Я прекрасно понимала, просто не соглашалась.

– Мне все равно, появится мой некролог в «Нью-Йорк таймс» или нет, лишь бы ты его написал, – сказала я Гасу. – Ты говоришь, ты не особенный, потому что о тебе не знает мир, но это же оскорбление для меня. Я о тебе знаю!

– Вряд ли я столько протяну, чтобы написать твой некролог, – ответил он вместо извинений.

Я была подавлена и расстроена из-за него.

– Я хочу заменить тебе все, но не могу. Только этого тебе всегда будет мало. Однако это все, что у тебя есть, – я, твоя семья и этот мир. Это твоя жизнь. Жаль, если все это плохонькое и кривенькое, но уж какое есть. Ты не станешь первым, кто ступит на Марс, и не будешь звездой НБА, и не выловишь последних нацистов. Посмотри на себя, Гас. – Он не ответил. – Я не говорю, что…

– Нет, как раз это ты и говоришь, – перебил Огастус. Я начала извиняться, но он сказал: – Нет, это ты меня прости. Ты права. Давай просто играть.

И мы просто играли.

Глава 18

Я проснулась от песни «Лихорадочного блеска», которую Гас предпочитал всем прочим. Значит, звонил он или кто-то другой с его телефона. Я посмотрела на будильник: два тридцать пять ночи. «Умер», – мелькнула мысль, и все во мне взорвалось черной дырой одиночества.

Я едва выдавила:

– Алло?

И замерла в ожидании аннигилирующего голоса кого-либо из его родителей.

– Хейзел Грейс, – слабо сказал Огастус.

– Слава Богу!.. Привет. Привет. Я тебя люблю.

– Хейзел Грейс, я на бензозаправке. Со мной что-то творится. Помоги мне.

– Что? Где ты?

– Скоростное шоссе на Восемьдесят шестой и Дитч. Я что-то сделал с гастростомой, не могу разобраться что, и…

– Я звоню в «девять-один-один», – перебила я.

– Нет-нет-нет-нет, они заберут меня в больницу. Хейзел, слушай меня. Не звони туда и моим родителям тоже. Я тебя в жизни не прощу. Не звони, пожалуйста, просто приезжай, пожалуйста, приезжай и поправь эту чертову гастростому. Блин, Боже, ну глупейшая ситуация. Не хочу, чтобы родители знали, что я уехал. Пожалуйста! Все лекарства с собой, я только ввести их не могу. Пожалуйста. – Он уже плакал. Я никогда не слышала, чтобы он так рыдал где-нибудь, кроме Амстердама.

– Ладно, – сказала я. – Выезжаю.

Я сняла маску ИВЛ, вставила в ноздри канюлю, открыла подачу кислорода, положила баллон на тележку и надела кроссовки, очень подходящие к розовым пижамным штанам и футболке с баскетболистом Батлером, которую раньше носил Гас. Я взяла ключи из выдвижного ящика на кухне, где их держала мама, и написала записку на случай, если родители проснутся, пока меня не будет.

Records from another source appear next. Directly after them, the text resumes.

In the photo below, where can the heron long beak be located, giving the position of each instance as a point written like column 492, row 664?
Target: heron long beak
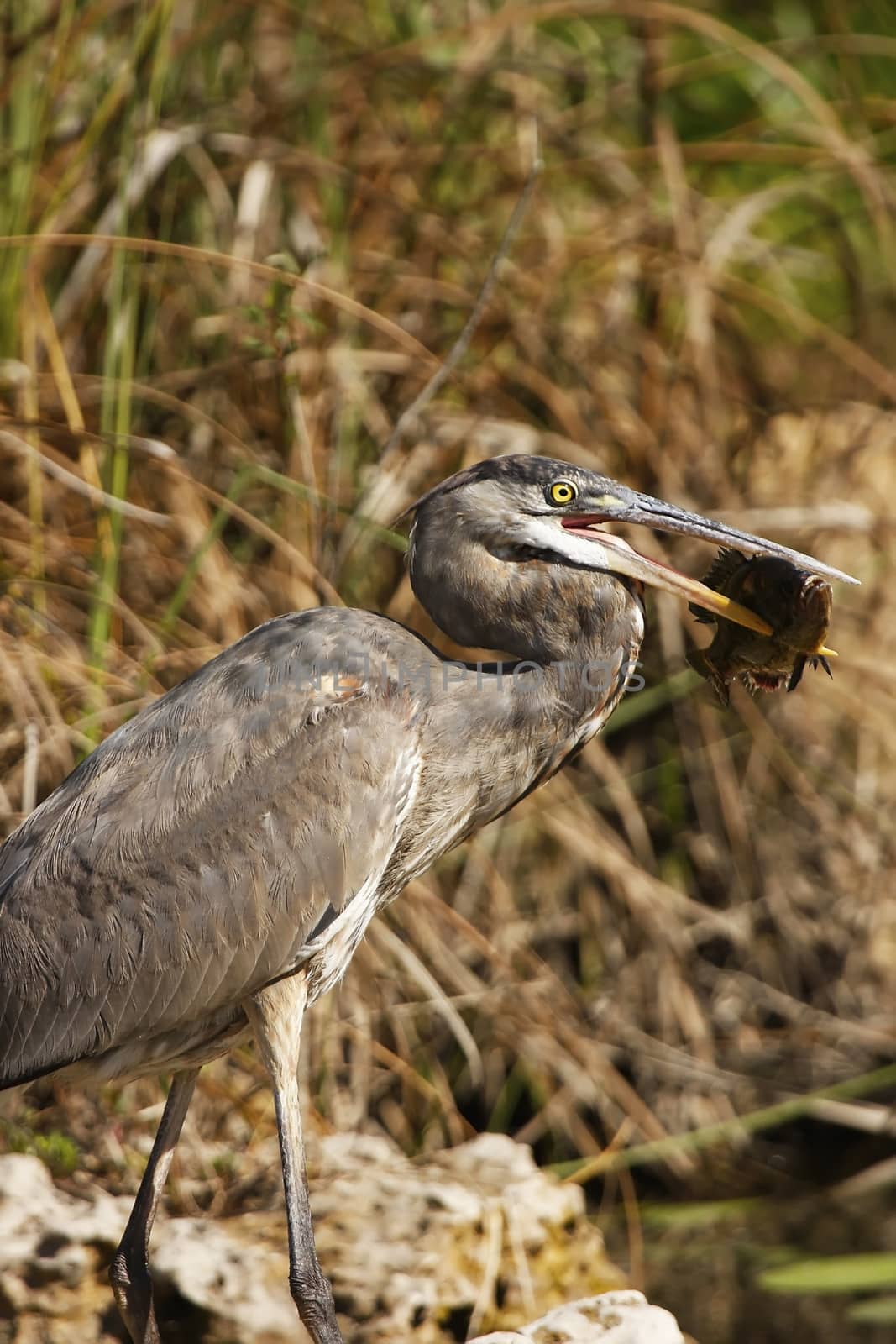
column 625, row 506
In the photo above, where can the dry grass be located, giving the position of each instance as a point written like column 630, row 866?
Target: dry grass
column 699, row 917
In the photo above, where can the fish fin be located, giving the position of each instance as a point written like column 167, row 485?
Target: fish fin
column 725, row 568
column 700, row 663
column 799, row 667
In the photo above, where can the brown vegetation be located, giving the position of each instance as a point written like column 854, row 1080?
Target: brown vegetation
column 699, row 917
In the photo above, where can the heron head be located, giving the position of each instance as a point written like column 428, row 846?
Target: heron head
column 500, row 534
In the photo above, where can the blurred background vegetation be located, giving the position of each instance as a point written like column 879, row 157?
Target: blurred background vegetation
column 694, row 927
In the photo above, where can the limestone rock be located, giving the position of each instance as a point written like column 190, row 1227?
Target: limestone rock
column 417, row 1252
column 622, row 1317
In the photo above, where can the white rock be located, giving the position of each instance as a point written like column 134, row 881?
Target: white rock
column 622, row 1317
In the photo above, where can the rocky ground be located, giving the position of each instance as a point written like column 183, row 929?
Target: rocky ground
column 476, row 1240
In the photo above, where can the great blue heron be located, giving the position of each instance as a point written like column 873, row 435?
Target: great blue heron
column 210, row 869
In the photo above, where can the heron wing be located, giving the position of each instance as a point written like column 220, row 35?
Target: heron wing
column 191, row 858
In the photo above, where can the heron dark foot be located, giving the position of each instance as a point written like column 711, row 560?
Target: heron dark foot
column 129, row 1270
column 313, row 1299
column 275, row 1015
column 132, row 1287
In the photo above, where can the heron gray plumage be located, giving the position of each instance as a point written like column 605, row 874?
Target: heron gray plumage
column 210, row 869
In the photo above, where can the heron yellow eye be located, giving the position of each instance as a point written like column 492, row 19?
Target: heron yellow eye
column 562, row 492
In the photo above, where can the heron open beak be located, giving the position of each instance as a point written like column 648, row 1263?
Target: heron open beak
column 625, row 506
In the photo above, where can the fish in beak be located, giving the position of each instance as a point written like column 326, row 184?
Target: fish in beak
column 614, row 503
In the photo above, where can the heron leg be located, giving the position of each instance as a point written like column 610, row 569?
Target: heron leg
column 129, row 1269
column 275, row 1016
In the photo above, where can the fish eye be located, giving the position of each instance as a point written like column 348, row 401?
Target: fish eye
column 560, row 492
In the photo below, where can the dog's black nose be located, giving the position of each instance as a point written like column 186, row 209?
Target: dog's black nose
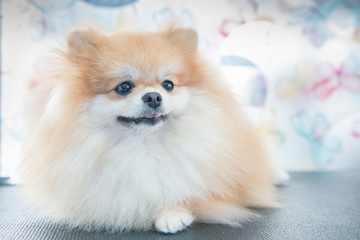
column 153, row 99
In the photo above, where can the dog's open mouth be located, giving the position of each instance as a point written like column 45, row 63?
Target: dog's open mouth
column 148, row 119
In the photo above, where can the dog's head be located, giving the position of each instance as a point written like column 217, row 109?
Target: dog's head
column 135, row 79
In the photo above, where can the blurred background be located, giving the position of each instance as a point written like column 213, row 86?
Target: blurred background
column 294, row 64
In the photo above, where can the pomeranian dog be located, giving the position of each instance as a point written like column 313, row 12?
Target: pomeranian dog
column 136, row 131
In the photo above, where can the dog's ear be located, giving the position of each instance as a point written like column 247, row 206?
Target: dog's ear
column 79, row 41
column 186, row 37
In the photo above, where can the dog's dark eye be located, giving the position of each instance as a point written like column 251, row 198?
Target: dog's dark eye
column 124, row 88
column 168, row 85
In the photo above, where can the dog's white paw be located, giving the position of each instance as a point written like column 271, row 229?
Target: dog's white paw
column 173, row 221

Поехала проверить, как там Гас. Это важно. Извините.

Я вас люблю. Хейзел.


Пока я ехала пару миль до заправки, я проснулась достаточно, чтобы удивиться, отчего это Га с уехал из дома посреди ночи. Может, у него начались галлюцинации или в нем взыграли фантазии о мученичестве за правое дело?

Я мчалась по Дитч-роуд, пролетая на желтый свет и превышая скорость – в основном чтобы скорее добраться к Гасу, но отчасти в надежде, что меня остановят полицейские и у меня появится уважительная причина рассказать, что мой умирающий бойфренд застрял у бензозаправки из-за отказавшей гастростомы. Но ни один полицейский мне не попался. Решение предстояло принимать самой.

* * *

На парковке было всего две машины. Я подъехала к «тойоте» Гаса и открыла дверцу. Внутри загорелся свет. Огастус сидел за рулем, покрытый собственной рвотой, схватившись за живот, откуда выходила гастростома.

– Привет, – промямлил он.

– О Боже, Огастус, тебе обязательно надо в больницу.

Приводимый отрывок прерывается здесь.